W Parku Narodowym Wirunga we wschodniej części Demokratycznej Republiki Konga powstał pododdział psów do tropienia kłusowników zabijających słonie. W zeszłym tygodniu bloodhoundy wzięły udział w pierwszej akcji. Zakończyła się sukcesem, bo odnaleziono nielegalną broń.
Władze parku zdecydowały się na zatrudnienie czworonogów, ponieważ w ostatnim czasie kłusownictwo znacznie się nasiliło. Do zadań specjalnych wytrenowano grupę 5 psów. Wspomogą one 300 strażników. We wdrożeniu psiego programu pomagali specjaliści ze Szwajcarii oraz niemieccy policjanci.

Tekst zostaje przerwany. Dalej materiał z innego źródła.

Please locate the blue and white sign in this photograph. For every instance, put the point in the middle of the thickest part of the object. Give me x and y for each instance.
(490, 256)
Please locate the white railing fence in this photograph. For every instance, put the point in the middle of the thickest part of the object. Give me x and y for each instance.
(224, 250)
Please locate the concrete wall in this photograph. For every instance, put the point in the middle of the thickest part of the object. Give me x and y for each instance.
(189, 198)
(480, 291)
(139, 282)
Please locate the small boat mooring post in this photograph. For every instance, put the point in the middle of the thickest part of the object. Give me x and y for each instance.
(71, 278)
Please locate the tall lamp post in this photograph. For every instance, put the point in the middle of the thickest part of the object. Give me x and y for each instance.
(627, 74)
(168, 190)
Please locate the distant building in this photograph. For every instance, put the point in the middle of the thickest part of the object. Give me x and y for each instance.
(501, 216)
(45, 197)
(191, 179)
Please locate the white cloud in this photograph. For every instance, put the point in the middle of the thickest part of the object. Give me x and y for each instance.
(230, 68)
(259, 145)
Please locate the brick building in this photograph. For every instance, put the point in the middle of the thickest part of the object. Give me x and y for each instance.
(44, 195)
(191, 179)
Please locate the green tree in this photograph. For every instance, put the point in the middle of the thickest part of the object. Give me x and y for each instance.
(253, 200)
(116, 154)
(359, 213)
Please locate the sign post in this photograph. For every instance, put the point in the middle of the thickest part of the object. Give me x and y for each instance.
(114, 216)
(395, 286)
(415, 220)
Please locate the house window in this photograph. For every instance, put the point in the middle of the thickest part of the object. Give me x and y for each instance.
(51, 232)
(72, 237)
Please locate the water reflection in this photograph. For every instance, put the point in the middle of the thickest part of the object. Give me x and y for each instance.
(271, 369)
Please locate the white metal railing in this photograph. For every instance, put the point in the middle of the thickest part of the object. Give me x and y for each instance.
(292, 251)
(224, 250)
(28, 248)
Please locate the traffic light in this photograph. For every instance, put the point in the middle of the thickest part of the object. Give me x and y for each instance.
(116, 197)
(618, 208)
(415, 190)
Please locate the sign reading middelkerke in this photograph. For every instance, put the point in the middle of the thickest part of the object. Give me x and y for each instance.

Dzień próby nadszedł 1 marca, gdy na obrzeżach parku strażnicy natknęli się na ciało słonia z odciętymi ciosami. Bloodhoundy podjęły trop i po 7 km dotarły do wioski rybackiej. Oddział znalazł kłusowników, którzy porzuciwszy broń, próbowali uciekać, wzniecając najpierw pożar. Roczne szkolenie sprawiło więc, że zarówno psy, jak i ludzie stali zgranym, a co najważniejsze, bardzo skutecznym zespołem przeciw kłusownikom.
Psy stanowią część większego projektu finansowanego przez Unią Europejską. Ma on wzmocnić ochronę fauny Parku Wirunga, który jest silnie zinfiltrowany przez uzbrojone bandy.